Case Digest: MERCURY DRUG CORPORATION and AURMELA GANZON vs. RAUL DE LEON

MERCURY DRUG CORPORATION and AURMELA GANZON vs.

RAUL DE LEON

 G.R. No. 165622    [ October 17, 2008]

Facts:

Respondent Raul T. De Leon, a judge, noticed that his left eye was reddish. He also had difficulty reading.  On the same evening, he met a friend who happened to be a doctor, Dr. Charles Milla. The latter prescribed the drugs “CortisporinOpthalmic” and “Ceftin” to relieve his eye problems.  Before heading to work the following morning, De Leon went to the Betterliving, Parañaque, branch of Mercury Drug Store Corporation to buy the prescribed medicines.  He showed his prescription to petitioner AurmelaGanzon, a pharmacist assistant.  At his chambers, De Leon requested his sheriff to assist him in using the eye drops.  As instructed, the sheriff applied 2-3 drops on respondent’s left eye. Instead of relieving his irritation, respondent felt searing pain.  He immediately rinsed the affected eye with water, but the pain did not subside.  Only then did he discover that he was given the wrong medicine, “CortisporinOtic Solution.” De Leon returned to the same Mercury Drug branch, with his left eye still red and teary.  When he confronted Ganzon why he was given ear drops, instead of the prescribed eye drops,  she did not apologize and instead brazenly replied that she was unable to fully read the prescription and it was her supervisor who apologized and informed De Leon that they do not have stock of the needed CortisporinOpthalmic. De Leon wrote Mercury Drug, through its president, Ms. Vivian K. Askuna, about the day’s incident. Instead, two sales persons went to his office and informed him that their supervisor was busy with other matters. Having been denied his simple desire for a written apology and explanation,  De Leon filed a complaint for damages against Mercury Drug.

Issue: 

Whether or not the Mercury Drug and Ganzon are liable.

Ruling:

Yes. Mercury Drug and Ganzoncannot exculpate themselves from any liability. As active players in the field of dispensing medicines to the public, the highest degree of care and diligence is expected of them.  Likewise, numerous decisions, both here and abroad, have laid salutary rules for the protection of human life and human health.  In the United States case of Tombari v. Conners,  it was ruled that the profession of pharmacy demands care and skill, and druggists must exercise care of a specially high degree, the highest degree of care known to practical men. In other words, druggists must exercise the highest practicable degree of prudence and vigilance, and the most exact and reliable safeguards consistent with the reasonable conduct of the business, so that human life may not constantly be exposed to the danger flowing from the substitution of deadly poisons for harmless medicines.

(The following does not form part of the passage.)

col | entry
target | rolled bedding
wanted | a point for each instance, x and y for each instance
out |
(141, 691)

In cases where an injury is caused by the negligence of an employee, there instantly arises a presumption of law that there has been negligence on the part of the employer, either in the selection or supervision of one’s employees. This presumption may be rebutted by a clear showing that the employer has exercised the care and diligence of a good father of the family. Mercury Drug failed to overcome such presumption.

Petitioners Mercury Drug and Ganzon have similarly failed to live up to high standard of diligence expected of them as pharmacy professionals. They were grossly negligent in dispensing ear drops instead of the prescribed eye drops to De Leon.

As a buyer, De Leon relied on the expertise and experience of Mercury Drug and its employees in dispensing to him the right medicine.  This Court has ruled that in the purchase and sale of drugs, the buyer and seller do not stand at arms length. There exists an imperative duty on the seller or the druggist to take precaution to prevent death or injury to any person who relies on one’s absolute honesty and peculiar learning.